Three of Shakespeare’s plays have characters named Emilia, and there is a Bassanio in Merchant of Venice, but the evidence for more than a passing connection between Lanyer and Shakespeare is scant. That said, there’s no denying the achievements of Lanyer’s surviving work and the historical barriers for women to publish literature using their own names. Emilia is fiction, but it’s also a whopping load of truth.
Emilia premiered in London in 2018 and won three Olivier awards in 2019, including Best Comedy.
In this script, the playwright exploits language differences across the centuries not only for comic effect, but to remind us that Emilia’s voice can be heard now in a way that was not possible during her lifetime. The actors deliver many lines in Elizabethan language but break to a line like Alfonso’s exit shot: “That would’ve been a massive drag, hmm?”
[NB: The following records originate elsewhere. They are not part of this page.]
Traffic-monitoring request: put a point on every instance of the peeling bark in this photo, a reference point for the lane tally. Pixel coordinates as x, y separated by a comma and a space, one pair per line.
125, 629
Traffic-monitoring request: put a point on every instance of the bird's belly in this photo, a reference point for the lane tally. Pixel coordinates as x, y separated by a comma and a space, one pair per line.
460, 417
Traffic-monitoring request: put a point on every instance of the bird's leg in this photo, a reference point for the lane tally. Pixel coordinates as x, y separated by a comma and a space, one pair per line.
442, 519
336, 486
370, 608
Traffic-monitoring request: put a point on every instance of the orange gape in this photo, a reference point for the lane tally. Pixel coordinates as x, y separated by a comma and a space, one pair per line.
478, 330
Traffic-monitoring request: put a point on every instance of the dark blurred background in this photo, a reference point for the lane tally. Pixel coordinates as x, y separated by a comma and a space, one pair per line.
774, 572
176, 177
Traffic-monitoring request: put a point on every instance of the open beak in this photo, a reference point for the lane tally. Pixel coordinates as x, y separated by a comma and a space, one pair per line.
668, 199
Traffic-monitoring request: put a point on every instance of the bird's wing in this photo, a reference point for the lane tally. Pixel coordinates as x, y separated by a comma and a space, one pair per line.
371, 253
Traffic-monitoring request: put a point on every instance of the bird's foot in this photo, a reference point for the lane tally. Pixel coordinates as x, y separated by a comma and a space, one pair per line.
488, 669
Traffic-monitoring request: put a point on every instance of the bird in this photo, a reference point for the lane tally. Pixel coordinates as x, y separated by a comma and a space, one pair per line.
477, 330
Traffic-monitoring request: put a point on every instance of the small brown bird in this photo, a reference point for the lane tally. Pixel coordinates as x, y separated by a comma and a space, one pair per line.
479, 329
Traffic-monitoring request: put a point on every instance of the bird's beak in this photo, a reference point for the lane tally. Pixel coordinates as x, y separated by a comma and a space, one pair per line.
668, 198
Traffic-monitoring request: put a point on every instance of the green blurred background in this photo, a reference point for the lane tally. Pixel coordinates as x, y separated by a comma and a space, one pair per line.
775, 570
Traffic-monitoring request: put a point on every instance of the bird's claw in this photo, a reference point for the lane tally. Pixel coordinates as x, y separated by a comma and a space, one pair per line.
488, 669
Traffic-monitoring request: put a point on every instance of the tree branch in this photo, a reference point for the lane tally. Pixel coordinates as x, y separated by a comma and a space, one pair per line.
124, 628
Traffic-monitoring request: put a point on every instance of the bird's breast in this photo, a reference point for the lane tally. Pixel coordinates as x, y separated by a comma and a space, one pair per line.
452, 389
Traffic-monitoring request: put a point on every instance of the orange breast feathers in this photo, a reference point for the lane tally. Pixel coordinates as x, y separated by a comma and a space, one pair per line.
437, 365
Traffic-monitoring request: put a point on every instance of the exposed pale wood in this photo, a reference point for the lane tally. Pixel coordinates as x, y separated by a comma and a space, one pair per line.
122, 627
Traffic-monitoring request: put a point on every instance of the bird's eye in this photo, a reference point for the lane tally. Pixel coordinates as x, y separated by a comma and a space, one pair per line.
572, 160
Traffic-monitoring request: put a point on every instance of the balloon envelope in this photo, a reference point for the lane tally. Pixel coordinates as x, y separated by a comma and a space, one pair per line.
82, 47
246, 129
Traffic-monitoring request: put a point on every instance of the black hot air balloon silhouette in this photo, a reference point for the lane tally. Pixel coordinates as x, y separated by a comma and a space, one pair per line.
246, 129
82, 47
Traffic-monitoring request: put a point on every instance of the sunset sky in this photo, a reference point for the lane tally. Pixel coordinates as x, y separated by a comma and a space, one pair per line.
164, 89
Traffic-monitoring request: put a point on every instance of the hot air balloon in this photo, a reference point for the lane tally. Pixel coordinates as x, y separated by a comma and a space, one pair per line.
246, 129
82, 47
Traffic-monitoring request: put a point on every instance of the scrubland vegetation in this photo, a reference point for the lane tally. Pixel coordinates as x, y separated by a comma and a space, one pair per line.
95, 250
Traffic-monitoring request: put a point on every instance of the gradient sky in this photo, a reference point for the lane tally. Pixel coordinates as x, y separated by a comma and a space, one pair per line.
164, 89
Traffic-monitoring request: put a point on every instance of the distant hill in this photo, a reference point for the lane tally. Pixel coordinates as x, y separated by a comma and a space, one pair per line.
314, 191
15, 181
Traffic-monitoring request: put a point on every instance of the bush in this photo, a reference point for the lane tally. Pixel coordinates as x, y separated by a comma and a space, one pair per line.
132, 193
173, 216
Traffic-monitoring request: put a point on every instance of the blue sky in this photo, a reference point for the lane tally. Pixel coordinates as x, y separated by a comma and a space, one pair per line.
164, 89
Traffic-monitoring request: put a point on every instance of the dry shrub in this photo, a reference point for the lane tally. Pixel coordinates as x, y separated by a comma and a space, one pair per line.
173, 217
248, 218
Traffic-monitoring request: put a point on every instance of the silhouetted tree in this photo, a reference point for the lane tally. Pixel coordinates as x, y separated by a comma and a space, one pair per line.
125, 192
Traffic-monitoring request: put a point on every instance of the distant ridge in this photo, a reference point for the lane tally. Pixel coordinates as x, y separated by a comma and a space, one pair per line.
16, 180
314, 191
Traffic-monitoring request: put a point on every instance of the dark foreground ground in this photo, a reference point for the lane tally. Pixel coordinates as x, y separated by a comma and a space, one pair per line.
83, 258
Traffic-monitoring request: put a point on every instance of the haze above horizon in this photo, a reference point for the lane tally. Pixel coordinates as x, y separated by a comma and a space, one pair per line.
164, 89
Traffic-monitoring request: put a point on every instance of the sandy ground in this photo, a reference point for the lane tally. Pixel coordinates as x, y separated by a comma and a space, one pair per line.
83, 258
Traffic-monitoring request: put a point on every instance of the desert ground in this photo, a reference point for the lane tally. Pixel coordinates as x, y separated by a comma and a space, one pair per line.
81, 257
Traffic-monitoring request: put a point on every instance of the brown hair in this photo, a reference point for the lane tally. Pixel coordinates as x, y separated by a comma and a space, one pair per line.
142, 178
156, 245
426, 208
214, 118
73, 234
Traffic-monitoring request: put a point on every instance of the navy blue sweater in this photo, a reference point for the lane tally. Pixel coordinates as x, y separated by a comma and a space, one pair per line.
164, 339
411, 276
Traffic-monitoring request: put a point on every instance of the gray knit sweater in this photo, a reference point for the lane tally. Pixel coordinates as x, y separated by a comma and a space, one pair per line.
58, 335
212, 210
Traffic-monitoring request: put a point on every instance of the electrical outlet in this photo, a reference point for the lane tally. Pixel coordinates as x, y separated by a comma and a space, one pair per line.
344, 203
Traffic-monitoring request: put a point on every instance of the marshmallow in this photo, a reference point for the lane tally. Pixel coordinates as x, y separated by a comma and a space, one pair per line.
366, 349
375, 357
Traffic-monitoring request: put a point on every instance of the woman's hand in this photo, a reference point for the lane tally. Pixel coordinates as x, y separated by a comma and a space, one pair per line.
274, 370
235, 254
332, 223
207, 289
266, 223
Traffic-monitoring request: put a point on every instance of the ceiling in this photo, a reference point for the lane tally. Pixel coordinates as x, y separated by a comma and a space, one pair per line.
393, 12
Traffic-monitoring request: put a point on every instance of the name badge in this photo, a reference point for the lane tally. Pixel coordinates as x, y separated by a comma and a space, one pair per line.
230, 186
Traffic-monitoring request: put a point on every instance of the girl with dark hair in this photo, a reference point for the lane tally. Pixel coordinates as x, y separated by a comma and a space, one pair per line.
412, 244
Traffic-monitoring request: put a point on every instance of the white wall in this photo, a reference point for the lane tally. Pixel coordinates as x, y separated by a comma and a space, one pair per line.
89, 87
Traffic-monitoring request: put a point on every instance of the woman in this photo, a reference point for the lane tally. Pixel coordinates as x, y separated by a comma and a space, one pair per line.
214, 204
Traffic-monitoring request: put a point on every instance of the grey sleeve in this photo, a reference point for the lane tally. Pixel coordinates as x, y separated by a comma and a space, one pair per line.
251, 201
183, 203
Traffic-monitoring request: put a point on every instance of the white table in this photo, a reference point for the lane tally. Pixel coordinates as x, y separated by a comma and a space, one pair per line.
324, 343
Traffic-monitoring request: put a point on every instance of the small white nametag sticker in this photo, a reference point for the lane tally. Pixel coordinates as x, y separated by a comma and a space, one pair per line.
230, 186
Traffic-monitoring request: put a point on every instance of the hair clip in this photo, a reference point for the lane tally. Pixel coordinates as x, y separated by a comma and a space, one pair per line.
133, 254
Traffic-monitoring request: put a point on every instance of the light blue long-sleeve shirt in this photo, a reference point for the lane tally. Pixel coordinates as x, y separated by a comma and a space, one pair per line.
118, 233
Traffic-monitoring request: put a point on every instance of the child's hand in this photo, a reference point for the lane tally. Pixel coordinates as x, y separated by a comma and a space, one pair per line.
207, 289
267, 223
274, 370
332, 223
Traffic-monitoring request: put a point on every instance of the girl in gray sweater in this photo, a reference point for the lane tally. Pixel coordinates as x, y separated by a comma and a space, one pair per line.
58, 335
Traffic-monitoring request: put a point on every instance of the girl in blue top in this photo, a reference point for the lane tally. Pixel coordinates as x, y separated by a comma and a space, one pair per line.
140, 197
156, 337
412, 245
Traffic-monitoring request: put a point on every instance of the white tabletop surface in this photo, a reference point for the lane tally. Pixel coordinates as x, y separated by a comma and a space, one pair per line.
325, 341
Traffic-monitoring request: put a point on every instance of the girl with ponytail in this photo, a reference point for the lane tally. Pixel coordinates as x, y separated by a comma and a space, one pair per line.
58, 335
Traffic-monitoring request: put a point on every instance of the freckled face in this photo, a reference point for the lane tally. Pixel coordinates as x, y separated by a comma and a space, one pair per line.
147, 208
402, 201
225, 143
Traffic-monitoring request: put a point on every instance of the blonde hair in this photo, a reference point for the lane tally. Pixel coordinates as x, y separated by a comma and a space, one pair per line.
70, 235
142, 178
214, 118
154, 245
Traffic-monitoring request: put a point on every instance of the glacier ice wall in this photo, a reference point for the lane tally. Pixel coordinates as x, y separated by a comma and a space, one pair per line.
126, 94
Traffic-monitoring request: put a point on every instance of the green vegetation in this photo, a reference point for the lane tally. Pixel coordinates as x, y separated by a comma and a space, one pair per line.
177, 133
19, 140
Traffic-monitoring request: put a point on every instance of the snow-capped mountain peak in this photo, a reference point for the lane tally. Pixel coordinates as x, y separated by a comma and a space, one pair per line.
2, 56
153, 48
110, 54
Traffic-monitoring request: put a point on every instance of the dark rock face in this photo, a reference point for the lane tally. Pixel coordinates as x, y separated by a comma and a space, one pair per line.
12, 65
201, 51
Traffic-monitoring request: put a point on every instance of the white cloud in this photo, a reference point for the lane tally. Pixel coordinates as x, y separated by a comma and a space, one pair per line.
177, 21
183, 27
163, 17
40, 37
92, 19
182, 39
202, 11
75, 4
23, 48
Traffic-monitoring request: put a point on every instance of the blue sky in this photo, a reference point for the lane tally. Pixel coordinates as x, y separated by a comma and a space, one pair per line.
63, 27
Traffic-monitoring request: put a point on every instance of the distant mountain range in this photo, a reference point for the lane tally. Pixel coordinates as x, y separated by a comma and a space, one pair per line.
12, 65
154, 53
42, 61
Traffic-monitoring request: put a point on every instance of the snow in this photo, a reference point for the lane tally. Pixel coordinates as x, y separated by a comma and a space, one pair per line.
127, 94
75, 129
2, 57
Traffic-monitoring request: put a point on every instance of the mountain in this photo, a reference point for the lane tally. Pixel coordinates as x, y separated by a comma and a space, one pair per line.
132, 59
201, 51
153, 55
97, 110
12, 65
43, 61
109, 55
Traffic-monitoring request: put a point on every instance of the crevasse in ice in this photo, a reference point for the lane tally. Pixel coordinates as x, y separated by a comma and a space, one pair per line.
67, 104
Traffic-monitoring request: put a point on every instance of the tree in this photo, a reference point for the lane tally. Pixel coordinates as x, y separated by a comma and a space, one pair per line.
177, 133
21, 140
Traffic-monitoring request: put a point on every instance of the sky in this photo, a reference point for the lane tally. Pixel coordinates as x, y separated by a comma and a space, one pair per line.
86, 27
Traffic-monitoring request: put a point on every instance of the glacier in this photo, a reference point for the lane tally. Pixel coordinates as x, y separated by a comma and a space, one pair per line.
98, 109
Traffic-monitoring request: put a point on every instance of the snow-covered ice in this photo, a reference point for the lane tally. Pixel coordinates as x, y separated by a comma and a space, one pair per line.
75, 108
Echoing across the centuries are the many references to the ongoing struggles of women (“We merely ask for them to let us join”) and controversies over intellectual property (“No one owns words”). Beneath all the hilarity and fury of this script lie carefully constructed themes of authorship and authority that should keep the story fresh for generations.
The play follows conventions familiar in Shakespeare plays, including the use of a few actors to cover multiple roles and the nudging and winking that comes with actors impersonating the opposite sex. There is even a scene set at the Globe Theatre, the original venue for most of Shakespeare’s work, in which Emilia recognizes her own words in the mouths of actors and begins to shout over them, producing a strangely operatic effect of layered voices.
Audiences of Ten Thousand Things productions can count on becoming part of the action. The company sets up each performance space with a stage area surrounded by about a hundred folding chairs, arranged two rows deep around a square; actors enter and exit at the square’s corners and get their costumes from racks at the edges of the room. Occasionally an actor will briefly take a seat in the audience. Two characters in conflict sometimes circle the stage as in a boxing ring, using hand gestures to gin up excitement in the crowd. Toward the end of Emilia as the poet’s work finally begins to be published, the actors distribute poetry broadsides to the audience bearing lines by Aemilia Lanyer in a cursive font. Throughout the play, characters seek allies and start debates with audience members, adding to the fun and keeping us alert lest we be their next target.
Ten Thousand Things performs for paying audiences at Open Book in Minneapolis, where the show runs through June 11. The company also performs in community locations including parks, schools and prisons, some of them open to the public. The show at Patrick Henry High School was hosted by Project Success, which connects high school students with theater and other opportunities.